At the same time all of this is going on, Nat is also dealing with some drama involving Victor, an elderly man she befriended when she first came back to town. He was injured in a fall, and has been hospitalized. Doctors believe he is suffering from some kind of head injury, and his recovery isn’t going at all well. He’s constantly trying to convince anyone who will listen that his daughter Sophie is in some kind of danger, but he’s either unwilling or unable to elaborate further. Nat is deeply concerned for Sophie’s safety, so she begins poking around in hopes of uncovering the source of the danger she’s supposedly in.
All of this could have made for an intriguing story, but the author’s writing style made it all but impossible for me to follow the plot. I felt a little like I was reading some kind of stream of consciousness exercise where one thought meanders into another seemingly unrelated thought, and this goes on for over 400 pages.
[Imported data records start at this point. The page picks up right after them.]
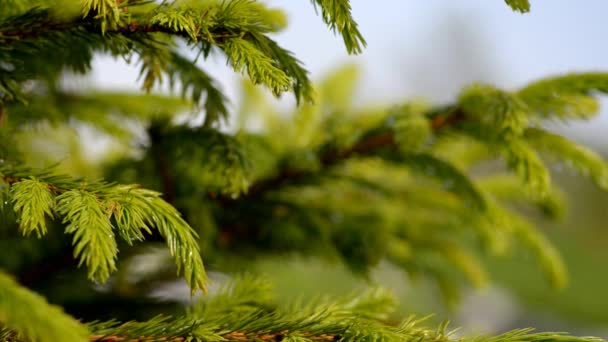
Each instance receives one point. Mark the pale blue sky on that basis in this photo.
(432, 48)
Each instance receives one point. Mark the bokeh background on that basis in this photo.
(431, 49)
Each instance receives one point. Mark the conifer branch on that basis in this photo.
(32, 318)
(93, 210)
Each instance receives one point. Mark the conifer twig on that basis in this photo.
(370, 144)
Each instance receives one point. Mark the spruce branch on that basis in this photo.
(93, 209)
(28, 317)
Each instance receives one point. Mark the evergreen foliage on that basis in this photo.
(428, 189)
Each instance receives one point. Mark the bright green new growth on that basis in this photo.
(363, 186)
(30, 316)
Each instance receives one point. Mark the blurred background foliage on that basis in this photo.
(457, 52)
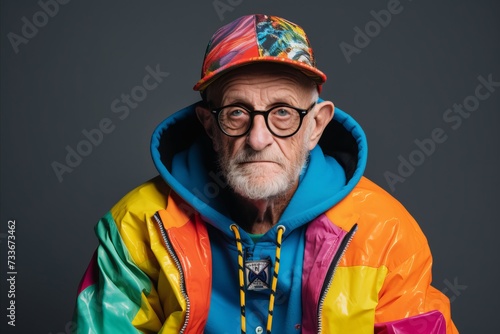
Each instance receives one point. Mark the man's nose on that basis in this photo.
(259, 136)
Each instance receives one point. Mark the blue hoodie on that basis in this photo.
(184, 157)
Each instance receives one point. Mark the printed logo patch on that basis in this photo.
(257, 274)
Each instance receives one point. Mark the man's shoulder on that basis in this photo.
(145, 199)
(372, 199)
(384, 225)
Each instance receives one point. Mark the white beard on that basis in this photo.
(260, 183)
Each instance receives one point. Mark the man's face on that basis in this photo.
(259, 165)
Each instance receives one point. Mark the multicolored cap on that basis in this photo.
(258, 38)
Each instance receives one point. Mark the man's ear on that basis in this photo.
(322, 116)
(206, 119)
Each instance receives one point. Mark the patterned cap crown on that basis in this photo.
(257, 38)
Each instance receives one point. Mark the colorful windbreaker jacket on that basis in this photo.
(351, 259)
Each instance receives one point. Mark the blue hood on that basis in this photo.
(183, 155)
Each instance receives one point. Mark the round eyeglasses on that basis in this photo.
(283, 121)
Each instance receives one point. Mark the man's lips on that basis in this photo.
(257, 161)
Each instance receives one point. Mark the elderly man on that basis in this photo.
(261, 219)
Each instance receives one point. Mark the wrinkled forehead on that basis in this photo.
(281, 80)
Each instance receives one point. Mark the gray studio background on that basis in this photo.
(399, 85)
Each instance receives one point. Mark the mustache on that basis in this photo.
(249, 155)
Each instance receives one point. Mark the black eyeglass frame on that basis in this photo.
(265, 113)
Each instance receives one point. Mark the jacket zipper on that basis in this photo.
(331, 271)
(174, 256)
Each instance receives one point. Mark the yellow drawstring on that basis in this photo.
(279, 237)
(241, 277)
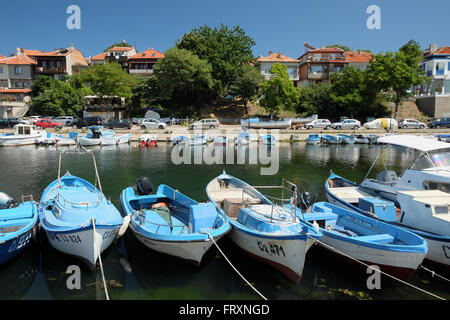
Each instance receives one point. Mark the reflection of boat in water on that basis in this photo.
(55, 269)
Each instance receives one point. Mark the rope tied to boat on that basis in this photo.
(251, 286)
(369, 266)
(100, 260)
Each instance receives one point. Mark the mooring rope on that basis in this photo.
(382, 272)
(100, 260)
(433, 273)
(234, 267)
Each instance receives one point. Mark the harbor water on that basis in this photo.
(133, 271)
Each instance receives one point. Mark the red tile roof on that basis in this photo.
(147, 54)
(15, 90)
(115, 49)
(20, 59)
(277, 57)
(358, 56)
(100, 56)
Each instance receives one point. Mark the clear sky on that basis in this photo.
(278, 25)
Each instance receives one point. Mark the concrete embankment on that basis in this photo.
(232, 131)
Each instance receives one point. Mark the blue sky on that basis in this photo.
(282, 26)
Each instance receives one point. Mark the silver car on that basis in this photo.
(411, 123)
(346, 124)
(205, 124)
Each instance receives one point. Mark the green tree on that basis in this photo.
(183, 81)
(279, 93)
(248, 84)
(225, 49)
(109, 80)
(396, 73)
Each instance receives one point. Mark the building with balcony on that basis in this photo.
(292, 65)
(436, 64)
(120, 55)
(58, 63)
(142, 63)
(316, 65)
(358, 59)
(16, 79)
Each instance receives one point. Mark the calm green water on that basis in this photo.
(135, 272)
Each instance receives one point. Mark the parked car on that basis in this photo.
(33, 119)
(47, 123)
(152, 124)
(89, 121)
(205, 124)
(381, 123)
(67, 120)
(318, 123)
(119, 123)
(411, 123)
(346, 124)
(440, 123)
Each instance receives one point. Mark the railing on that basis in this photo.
(292, 210)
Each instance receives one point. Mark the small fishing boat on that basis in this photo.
(267, 139)
(77, 218)
(172, 223)
(267, 231)
(24, 134)
(148, 140)
(394, 250)
(243, 138)
(330, 139)
(313, 139)
(94, 136)
(180, 140)
(110, 141)
(347, 139)
(67, 141)
(423, 212)
(199, 139)
(360, 139)
(272, 124)
(16, 226)
(220, 140)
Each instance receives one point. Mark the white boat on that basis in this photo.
(24, 134)
(270, 232)
(430, 170)
(110, 141)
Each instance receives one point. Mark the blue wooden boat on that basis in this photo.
(330, 139)
(394, 250)
(313, 139)
(220, 140)
(17, 223)
(267, 231)
(172, 223)
(77, 218)
(414, 211)
(267, 139)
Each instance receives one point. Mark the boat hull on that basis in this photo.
(285, 254)
(83, 243)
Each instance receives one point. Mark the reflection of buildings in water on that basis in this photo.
(55, 264)
(318, 154)
(18, 275)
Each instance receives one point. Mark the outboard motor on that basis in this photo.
(6, 202)
(144, 186)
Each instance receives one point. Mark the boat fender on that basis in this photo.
(159, 205)
(124, 226)
(144, 186)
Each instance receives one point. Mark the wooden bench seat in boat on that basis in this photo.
(384, 237)
(349, 194)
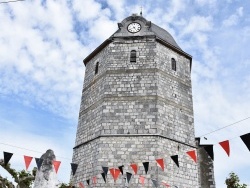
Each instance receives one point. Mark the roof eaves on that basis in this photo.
(97, 50)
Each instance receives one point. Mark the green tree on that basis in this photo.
(233, 181)
(22, 178)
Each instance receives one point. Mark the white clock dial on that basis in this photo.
(134, 27)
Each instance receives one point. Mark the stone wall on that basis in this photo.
(136, 112)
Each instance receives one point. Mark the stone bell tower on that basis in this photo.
(136, 107)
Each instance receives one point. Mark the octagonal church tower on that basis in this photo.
(136, 107)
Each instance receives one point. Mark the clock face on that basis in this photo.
(134, 27)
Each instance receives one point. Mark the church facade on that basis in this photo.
(137, 107)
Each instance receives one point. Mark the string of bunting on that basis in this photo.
(115, 172)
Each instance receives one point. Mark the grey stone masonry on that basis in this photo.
(134, 112)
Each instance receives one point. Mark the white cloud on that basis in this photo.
(198, 24)
(86, 10)
(234, 18)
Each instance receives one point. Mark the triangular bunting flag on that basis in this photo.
(121, 168)
(246, 139)
(146, 164)
(165, 184)
(142, 180)
(129, 175)
(87, 181)
(81, 185)
(175, 159)
(225, 146)
(134, 167)
(94, 180)
(39, 163)
(105, 170)
(155, 182)
(7, 156)
(103, 176)
(74, 168)
(56, 165)
(192, 154)
(27, 161)
(112, 172)
(115, 173)
(210, 150)
(161, 163)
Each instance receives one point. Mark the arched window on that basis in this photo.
(133, 56)
(96, 68)
(173, 64)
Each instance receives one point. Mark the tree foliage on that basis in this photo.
(233, 181)
(22, 178)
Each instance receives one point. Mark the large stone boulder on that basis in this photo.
(46, 176)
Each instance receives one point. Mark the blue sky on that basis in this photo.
(43, 43)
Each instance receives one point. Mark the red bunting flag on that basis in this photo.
(81, 185)
(165, 184)
(161, 163)
(27, 161)
(134, 167)
(56, 165)
(94, 180)
(225, 146)
(115, 173)
(192, 154)
(142, 180)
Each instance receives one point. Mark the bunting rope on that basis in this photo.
(31, 150)
(225, 126)
(11, 1)
(115, 172)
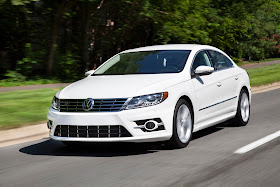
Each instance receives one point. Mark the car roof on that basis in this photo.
(171, 47)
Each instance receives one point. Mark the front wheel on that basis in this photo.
(182, 125)
(243, 110)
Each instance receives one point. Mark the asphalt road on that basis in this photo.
(209, 160)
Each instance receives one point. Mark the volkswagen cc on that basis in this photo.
(151, 94)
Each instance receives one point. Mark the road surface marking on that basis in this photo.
(257, 143)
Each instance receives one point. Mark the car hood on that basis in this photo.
(118, 86)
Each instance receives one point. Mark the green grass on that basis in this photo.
(7, 82)
(19, 108)
(265, 60)
(258, 61)
(264, 75)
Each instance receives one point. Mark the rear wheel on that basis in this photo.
(182, 125)
(243, 110)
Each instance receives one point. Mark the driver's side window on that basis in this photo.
(201, 59)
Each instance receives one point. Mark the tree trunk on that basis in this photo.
(54, 35)
(85, 37)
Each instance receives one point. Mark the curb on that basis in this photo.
(40, 131)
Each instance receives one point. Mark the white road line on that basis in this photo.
(257, 143)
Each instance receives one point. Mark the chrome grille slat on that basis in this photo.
(74, 131)
(100, 105)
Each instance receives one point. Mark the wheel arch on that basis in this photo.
(186, 98)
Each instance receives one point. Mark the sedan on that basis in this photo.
(152, 94)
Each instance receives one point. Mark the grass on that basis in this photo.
(20, 108)
(258, 61)
(7, 82)
(264, 75)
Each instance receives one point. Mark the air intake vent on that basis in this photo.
(100, 105)
(111, 131)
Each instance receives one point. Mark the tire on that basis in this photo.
(182, 125)
(71, 144)
(243, 109)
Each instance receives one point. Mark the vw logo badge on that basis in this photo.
(88, 104)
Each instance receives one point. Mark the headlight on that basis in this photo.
(146, 100)
(55, 103)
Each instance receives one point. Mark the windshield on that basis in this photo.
(145, 62)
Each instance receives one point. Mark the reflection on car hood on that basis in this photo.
(118, 86)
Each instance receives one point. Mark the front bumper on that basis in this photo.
(125, 118)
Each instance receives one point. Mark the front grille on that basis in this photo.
(111, 131)
(100, 105)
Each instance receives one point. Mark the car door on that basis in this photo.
(207, 89)
(227, 84)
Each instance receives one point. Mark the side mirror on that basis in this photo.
(203, 70)
(89, 72)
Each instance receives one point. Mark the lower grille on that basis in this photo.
(111, 131)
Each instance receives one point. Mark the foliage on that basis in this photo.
(13, 76)
(67, 37)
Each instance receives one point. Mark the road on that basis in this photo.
(209, 160)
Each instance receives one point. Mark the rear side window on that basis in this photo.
(219, 60)
(228, 61)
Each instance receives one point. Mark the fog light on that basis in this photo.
(151, 125)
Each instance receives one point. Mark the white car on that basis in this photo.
(150, 94)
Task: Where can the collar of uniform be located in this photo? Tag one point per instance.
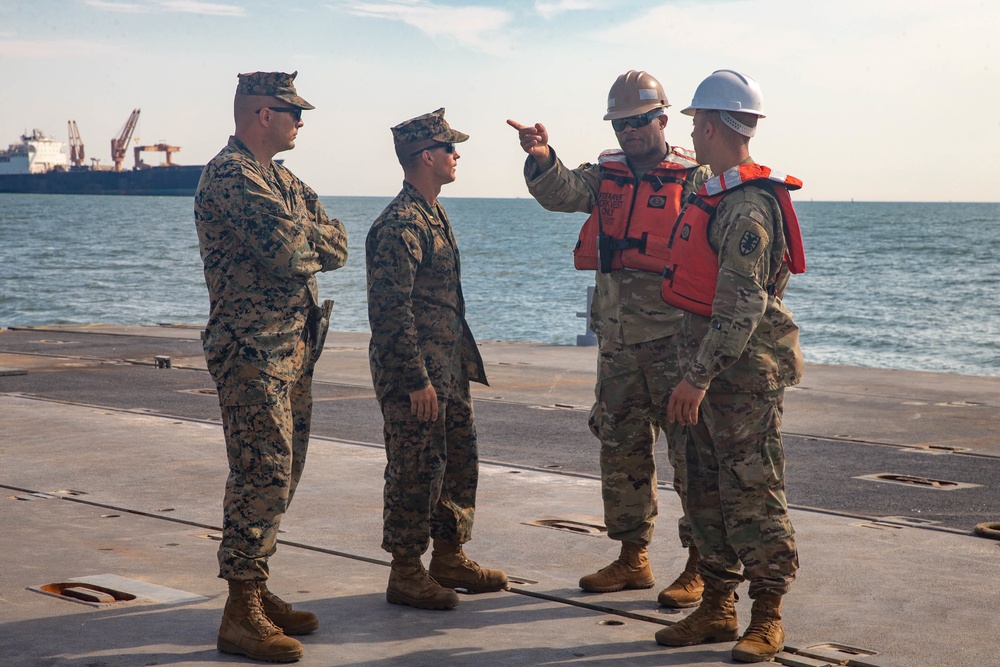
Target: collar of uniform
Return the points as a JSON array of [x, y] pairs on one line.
[[433, 212], [238, 145]]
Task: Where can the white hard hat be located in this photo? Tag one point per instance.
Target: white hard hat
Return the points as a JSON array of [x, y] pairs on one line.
[[728, 90]]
Plus, the chapters are extremely short, something that just adds to the overall disjointed feel of the novel.
Nat is supposed to be a likable character, but she drove me up the wall pretty much from page one. I admired her loyalty to the people she cares about, but that’s pretty much her only redeeming quality. She gets herself into a number of dangerous situations and then has to be rescued by various people, and, instead of learning from her mistakes, she just goes off and does something similar the very next day. I don’t expect every character I read about to be brilliant, but I do appreciate a certain amount of good sense, something Nat was definitely lacking.
Ms. Kent does create a couple of really good twists toward the end of the novel, but they weren’t enough to change my opinion of the story as a whole. It was a definite case of too little too late as I simply wasn’t invested enough in the plight of the characters to fully appreciate them.
There are many great mysteries out there, but The Day She Disappeared is not one of them. I strongly urge you to give it a pass and move on to something more deserving of your time and money.